# Emergency Egress



## Larry Hoang (Aug 24, 2016)

Hi guys,

I am trying to understand building code on emergency egress/exit for my building plan (in Virginia specifically). Normally, a workplace must have at least two exit routes to permit prompt evacuation of employees and other building occupants during an emergency. More than two exits are required, however, if the number of employees, size of the building, or arrangement of the workplace will not allow employees to evacuate safely.

Which is number of employees, size of building, or arrangement of the workplace considered to have more than two exits ?

Does retail spaces have to have two exits just like a normal workplace/building ?

Are there any code explaining how far apart emergency egress have to be ? (for example, a person can not be more than 50ft, 75ft, or 100ft away from an emergency exit? 
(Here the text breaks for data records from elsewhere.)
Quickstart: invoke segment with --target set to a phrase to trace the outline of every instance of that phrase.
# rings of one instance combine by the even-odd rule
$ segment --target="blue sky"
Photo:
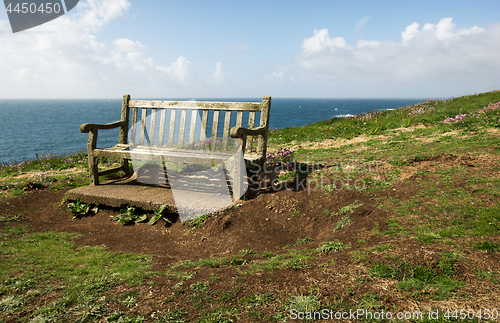
[[[500,1],[81,0],[13,34],[0,98],[445,98],[500,89]]]

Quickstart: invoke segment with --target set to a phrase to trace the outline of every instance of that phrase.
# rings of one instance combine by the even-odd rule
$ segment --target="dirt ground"
[[[451,167],[477,162],[466,156],[443,155],[436,158],[439,159],[441,168],[446,165]],[[409,174],[403,174],[399,182],[389,189],[378,192],[378,196],[408,200],[414,196],[415,186],[404,182],[414,179],[413,174],[418,170],[431,170],[432,161],[416,161],[408,167],[408,170],[411,169]],[[309,189],[306,185],[306,189],[297,190],[297,187],[300,188],[297,184],[290,182],[288,186],[290,189],[261,192],[256,198],[243,202],[237,208],[209,217],[201,228],[191,231],[189,230],[191,226],[178,221],[171,225],[165,225],[161,221],[153,226],[146,223],[123,226],[111,221],[111,218],[119,213],[118,209],[103,208],[95,216],[72,219],[72,215],[66,212],[64,204],[61,206],[66,188],[57,191],[41,189],[30,191],[25,196],[3,198],[0,199],[0,208],[4,214],[20,214],[22,219],[20,223],[29,225],[29,230],[32,231],[75,232],[83,235],[76,240],[79,245],[104,246],[110,251],[153,255],[154,270],[158,271],[166,270],[179,260],[234,256],[246,249],[252,249],[256,254],[264,251],[283,253],[286,252],[284,249],[286,245],[306,237],[314,240],[307,244],[296,245],[294,248],[299,250],[314,248],[324,241],[338,239],[351,244],[352,247],[335,254],[318,254],[304,270],[279,269],[272,273],[263,272],[249,276],[246,281],[247,288],[242,291],[242,295],[253,295],[259,290],[265,290],[274,291],[285,297],[315,285],[320,288],[322,297],[331,301],[339,298],[356,299],[364,293],[376,291],[382,296],[383,305],[389,308],[425,310],[440,305],[425,298],[416,302],[398,292],[389,292],[394,289],[395,281],[376,277],[366,278],[368,276],[366,266],[377,261],[380,254],[368,253],[366,261],[360,264],[353,261],[350,253],[381,243],[393,243],[395,248],[391,250],[392,253],[408,262],[425,263],[428,259],[432,259],[433,255],[452,250],[452,246],[422,244],[407,236],[402,238],[397,235],[374,234],[376,227],[380,232],[388,229],[386,219],[390,213],[375,207],[377,201],[369,194],[347,189],[326,194],[325,191],[315,187],[315,184]],[[334,232],[338,218],[323,216],[322,213],[325,209],[338,211],[351,204],[362,204],[350,214],[355,225]],[[0,225],[7,224],[0,223]],[[358,243],[360,240],[365,241],[362,246]],[[470,254],[467,260],[460,260],[456,272],[459,279],[465,282],[472,281],[474,276],[472,266],[467,265],[469,261],[475,264],[476,269],[496,270],[500,257],[498,253]],[[216,287],[229,290],[230,282],[235,277],[234,268],[199,268],[193,279],[202,279],[214,272],[221,278]],[[356,276],[363,276],[366,279],[360,285],[355,279]],[[272,283],[269,283],[271,281]],[[152,287],[153,293],[149,293],[157,296],[151,296],[151,299],[146,297],[141,303],[141,308],[135,310],[151,315],[158,309],[155,298],[159,297],[158,295],[164,297],[171,294],[171,285],[171,278],[158,277]],[[354,286],[356,288],[349,289]],[[472,300],[450,300],[450,304],[467,307],[478,300],[481,300],[481,307],[491,305],[494,308],[498,304],[496,288],[491,282],[484,282],[481,286],[466,285],[464,291],[472,296]],[[116,290],[116,293],[119,292]],[[179,304],[182,302],[182,297],[187,296],[179,296],[177,301]],[[269,312],[276,310],[278,309],[271,308]]]

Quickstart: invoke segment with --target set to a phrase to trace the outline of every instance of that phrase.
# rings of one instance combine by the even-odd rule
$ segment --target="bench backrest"
[[[120,128],[119,143],[208,149],[209,141],[220,138],[218,147],[226,150],[232,127],[268,128],[270,106],[270,97],[262,102],[205,102],[131,100],[124,95],[121,120],[126,126]],[[252,142],[246,140],[245,152],[252,151]],[[265,147],[267,135],[260,135],[258,142],[259,148]]]

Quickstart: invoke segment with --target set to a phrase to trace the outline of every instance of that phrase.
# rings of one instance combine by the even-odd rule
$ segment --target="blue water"
[[[197,99],[202,101],[203,99]],[[248,101],[261,99],[210,99]],[[373,110],[396,109],[422,99],[284,99],[273,98],[272,129],[303,126],[333,117]],[[0,163],[35,159],[44,152],[67,154],[86,149],[82,123],[118,121],[121,99],[113,100],[0,100]],[[99,132],[99,147],[117,143],[118,130]]]

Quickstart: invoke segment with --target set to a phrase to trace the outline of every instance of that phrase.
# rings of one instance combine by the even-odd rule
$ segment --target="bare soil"
[[[473,164],[498,164],[490,156],[437,156],[439,167]],[[408,200],[416,194],[416,185],[407,185],[405,181],[414,180],[414,174],[421,169],[431,170],[436,160],[415,161],[407,167],[402,178],[389,189],[379,191],[378,197],[390,196]],[[485,174],[487,176],[487,174]],[[291,295],[307,294],[313,286],[319,291],[323,304],[332,304],[339,300],[359,303],[360,295],[375,292],[381,296],[380,303],[386,308],[399,310],[429,310],[433,307],[444,308],[495,308],[498,305],[498,289],[492,282],[477,282],[474,270],[497,270],[500,257],[498,253],[470,253],[457,263],[457,278],[466,283],[460,295],[445,301],[431,299],[432,291],[423,292],[419,299],[408,298],[407,294],[395,291],[396,280],[382,279],[368,275],[368,268],[380,259],[382,253],[364,253],[365,260],[356,258],[370,247],[382,243],[392,243],[394,249],[389,254],[410,263],[432,263],[433,257],[442,251],[453,250],[446,244],[422,244],[414,238],[398,235],[380,235],[377,232],[388,230],[386,219],[390,212],[375,207],[377,200],[373,195],[351,190],[325,191],[311,185],[301,189],[301,183],[290,182],[288,189],[281,191],[262,191],[252,200],[221,214],[209,217],[201,228],[192,229],[187,224],[163,222],[153,226],[145,223],[123,226],[110,219],[119,213],[118,209],[101,209],[92,217],[72,219],[61,201],[67,189],[53,191],[42,189],[30,191],[25,196],[0,199],[0,208],[4,214],[21,216],[21,224],[29,225],[35,232],[75,232],[82,235],[77,244],[85,246],[104,246],[113,252],[135,252],[150,254],[154,259],[154,270],[165,271],[180,260],[198,260],[210,257],[235,256],[241,250],[252,249],[255,255],[245,256],[248,260],[263,260],[262,252],[273,254],[286,253],[285,246],[294,244],[298,239],[313,238],[312,242],[296,245],[293,248],[315,248],[322,242],[340,240],[350,244],[351,248],[332,253],[316,254],[301,270],[278,269],[262,271],[252,275],[243,275],[235,267],[208,268],[199,267],[188,283],[207,280],[209,275],[217,275],[214,289],[231,290],[234,279],[244,276],[245,288],[238,297],[254,295],[258,291],[273,293],[283,304]],[[304,185],[304,182],[302,182]],[[354,225],[336,231],[339,217],[325,216],[324,210],[339,211],[351,204],[362,204],[349,214]],[[0,223],[0,226],[12,223]],[[191,230],[190,230],[191,229]],[[463,241],[462,241],[463,240]],[[470,244],[476,238],[457,239],[457,243]],[[360,241],[363,241],[362,243]],[[354,253],[353,253],[354,252]],[[430,259],[430,260],[429,260]],[[473,265],[472,265],[473,264]],[[245,269],[245,266],[242,266]],[[154,316],[155,311],[183,307],[196,317],[197,309],[188,301],[188,295],[175,295],[172,286],[178,279],[158,276],[154,286],[142,286],[142,300],[134,308],[136,313],[146,317]],[[115,288],[112,293],[120,295],[125,286]],[[427,296],[429,297],[427,297]],[[172,298],[175,298],[172,301]],[[165,301],[169,299],[169,301]],[[164,301],[164,302],[162,302]],[[237,300],[234,301],[237,305]],[[118,306],[118,305],[117,305]],[[128,311],[125,307],[116,310]],[[262,309],[266,313],[280,311],[278,307]],[[240,322],[253,322],[245,315],[240,315]]]

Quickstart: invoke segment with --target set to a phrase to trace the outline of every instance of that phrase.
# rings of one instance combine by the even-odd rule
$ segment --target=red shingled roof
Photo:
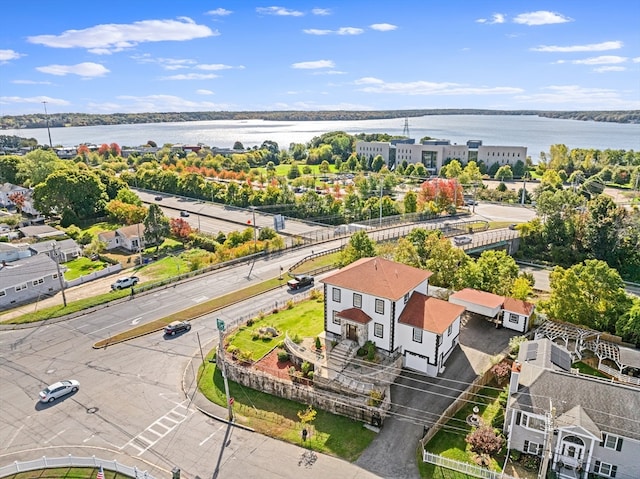
[[[522,301],[521,299],[505,298],[502,309],[518,313],[522,316],[531,316],[534,307],[535,305],[533,303]]]
[[[397,301],[433,273],[384,258],[361,258],[326,277],[323,283]]]
[[[402,310],[398,323],[442,334],[464,309],[464,306],[414,292]]]
[[[371,316],[362,311],[360,308],[349,308],[338,313],[338,316],[354,323],[367,324],[371,321]]]

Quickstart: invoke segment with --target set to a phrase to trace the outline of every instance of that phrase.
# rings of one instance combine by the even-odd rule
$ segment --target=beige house
[[[122,248],[132,253],[144,247],[144,225],[123,226],[114,231],[98,233],[98,239],[107,243],[107,250]]]

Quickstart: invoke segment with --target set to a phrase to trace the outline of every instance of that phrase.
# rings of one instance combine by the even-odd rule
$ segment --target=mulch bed
[[[278,351],[281,351],[281,349],[275,348],[255,363],[253,367],[282,379],[290,379],[289,368],[293,366],[293,363],[291,361],[278,361]]]

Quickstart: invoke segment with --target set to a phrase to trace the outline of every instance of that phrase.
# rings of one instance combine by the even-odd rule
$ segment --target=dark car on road
[[[164,327],[164,334],[175,336],[178,333],[191,330],[191,323],[188,321],[173,321]]]
[[[307,274],[294,276],[293,279],[287,281],[289,289],[301,289],[305,286],[313,286],[313,276]]]

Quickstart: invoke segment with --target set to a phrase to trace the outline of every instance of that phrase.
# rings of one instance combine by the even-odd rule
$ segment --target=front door
[[[358,342],[358,328],[353,324],[347,324],[347,339]]]
[[[584,460],[584,441],[576,436],[562,439],[560,460],[567,466],[576,468]]]

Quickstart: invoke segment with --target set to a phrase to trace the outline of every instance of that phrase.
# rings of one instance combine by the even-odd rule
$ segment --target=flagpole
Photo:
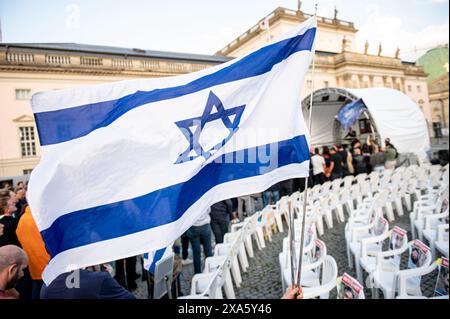
[[[314,18],[317,21],[317,3],[315,5]],[[314,96],[314,71],[315,71],[315,50],[312,57],[312,73],[311,73],[311,95],[309,98],[309,119],[308,128],[309,136],[311,137],[311,125],[312,125],[312,107],[313,107],[313,96]],[[309,152],[309,150],[308,150]],[[303,216],[302,216],[302,232],[300,238],[300,255],[298,257],[298,268],[297,268],[297,280],[296,285],[300,287],[300,280],[302,278],[302,262],[303,262],[303,246],[305,240],[305,224],[306,224],[306,205],[308,200],[308,177],[305,178],[305,190],[303,191]]]
[[[291,199],[288,201],[288,212],[289,212],[289,249],[291,255],[291,282],[295,282],[295,230],[294,230],[294,214],[292,210]]]

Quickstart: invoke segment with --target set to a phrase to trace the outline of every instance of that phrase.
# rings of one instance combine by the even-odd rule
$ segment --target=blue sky
[[[448,0],[306,0],[302,9],[355,22],[358,49],[414,59],[448,43]],[[296,0],[0,0],[3,42],[78,42],[213,54]]]

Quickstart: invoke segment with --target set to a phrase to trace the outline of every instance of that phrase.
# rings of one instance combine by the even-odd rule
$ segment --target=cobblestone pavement
[[[405,210],[406,211],[406,210]],[[409,226],[408,215],[402,217],[396,216],[396,220],[390,223],[390,228],[399,226],[408,231],[408,238],[411,240],[411,232]],[[350,276],[356,278],[354,269],[350,269],[347,264],[347,253],[344,238],[344,223],[337,223],[334,220],[334,227],[327,229],[321,240],[327,245],[328,254],[333,256],[338,266],[338,275],[341,276],[347,272]],[[285,228],[286,229],[286,228]],[[259,251],[254,242],[255,257],[249,259],[249,268],[247,272],[242,273],[242,284],[240,288],[235,287],[236,298],[240,299],[277,299],[283,295],[281,287],[281,274],[278,262],[278,254],[282,249],[283,238],[287,236],[287,231],[284,233],[276,233],[273,235],[272,242],[266,240],[266,248]],[[406,268],[408,253],[402,256],[402,268]],[[138,263],[138,268],[140,264]],[[141,269],[138,269],[141,273]],[[190,293],[190,282],[193,276],[193,265],[183,266],[183,271],[180,276],[180,289],[182,294]],[[422,278],[422,291],[426,296],[432,296],[435,285],[436,274],[433,272]],[[366,274],[364,276],[366,279]],[[137,298],[147,298],[146,282],[137,280],[138,289],[134,291]],[[365,283],[363,283],[365,286]],[[364,293],[366,298],[371,298],[371,289],[365,288]],[[336,297],[336,289],[330,293],[330,298]],[[380,291],[380,297],[382,293]]]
As you can tell I have not had any experiences with this so I am little confused. I appreciate all your helps. Thanks


----------



## RFDACM02 (Aug 26, 2016)

Larry, 

Unfortunately your question leads us to far more questions to determine proper answer. Different types of commercial uses have different egress requirements, with the numbers of occupants being different and the travel distances also varying. Other things such as a building sprinkler system can have a significant impact on travel distances, and the type of use can change the number of occupants. Occupant loads are based on square footage and then figured using a "density" factor based on the type of use. It would appear that you would be best served by a design professional familiar with which code set(s) apply to your locale.


----------